Atef MK Nassar
Damanhour University, Egypt
Atef Nassar (The first author) finished his B.Sc. and M.Sc. degrees at Alexandria University, Egypt and the Ph.D. degree at McGill University, Canada. He is working as an assistant professor at Department of Plant Protection, Faculty of Agriculture, Damanhour University, Egypt. He is involved in studying the adverse effects of pesticides to humans and non-target organisms. In addition, he is trying to find new alternatives to pesticides including nano-formulations of pesticides and natural products to reduce the amount of pesticides applied into the environment
Pesticides are the first choice to farmers to control plant insects and diseases even though they are major pollutants to human and environment. Current study was designed to assess adverse hematological effects of pesticides on occupationally exposed workers. Blood samples were collected from 48 adult males volunteers aged from 18-50 years old. Three groups; spray-workers (directly-exposed), farmers not involved in spray application (indirectly-exposed), and city inhabitants (control; unexposed). Blood samples were collected aseptically from each subject into K3EDTA tubes for the analysis using Sysmex KX21 hematology analyzer. Hematological results showed that blood samples of sprayworkers had significantly decreased platelets (PLT; 33%), ratio of large platelets (P-LCR%; 42%), average platelet volume (MPV; 70%), relative width of the distribution of platelets (PDW; 56%), relative content of the mixture of monocytes, basophils, and eosinophils (MXD; 100%) compared to control group.

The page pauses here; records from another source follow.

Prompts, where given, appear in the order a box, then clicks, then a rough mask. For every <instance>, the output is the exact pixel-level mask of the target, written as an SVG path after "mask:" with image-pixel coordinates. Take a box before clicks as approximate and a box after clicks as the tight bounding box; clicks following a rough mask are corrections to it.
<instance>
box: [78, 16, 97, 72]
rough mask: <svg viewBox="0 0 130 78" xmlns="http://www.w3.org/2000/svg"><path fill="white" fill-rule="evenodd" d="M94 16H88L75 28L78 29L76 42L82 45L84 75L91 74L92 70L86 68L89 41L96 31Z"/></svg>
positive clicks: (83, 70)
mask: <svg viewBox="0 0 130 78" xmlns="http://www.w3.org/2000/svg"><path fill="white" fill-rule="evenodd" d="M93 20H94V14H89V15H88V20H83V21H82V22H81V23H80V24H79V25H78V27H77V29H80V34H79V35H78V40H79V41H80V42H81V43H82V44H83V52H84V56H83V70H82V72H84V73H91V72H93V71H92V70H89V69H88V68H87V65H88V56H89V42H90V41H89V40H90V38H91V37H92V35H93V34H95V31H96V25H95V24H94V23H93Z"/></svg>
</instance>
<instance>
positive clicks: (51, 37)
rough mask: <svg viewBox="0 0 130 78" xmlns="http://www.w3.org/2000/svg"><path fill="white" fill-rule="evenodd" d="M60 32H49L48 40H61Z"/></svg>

Also, blood samples of exposed group showed significantly decreased PLT (30%), P-LCR (40%), MPV (65%), and PDW (50) compared to villagers not exposed. Furthermore, levels of testosterone, triiodothyroxine, and thyroxine hormones of exposed spray farmers were significantly reduced compared with urban residents. Farmers involved in spray application have extreme chances to pesticide poisoning. Official regulations and enforced interventions that reduce overexposure of spray workers to pesticides are vital throughout Egypt.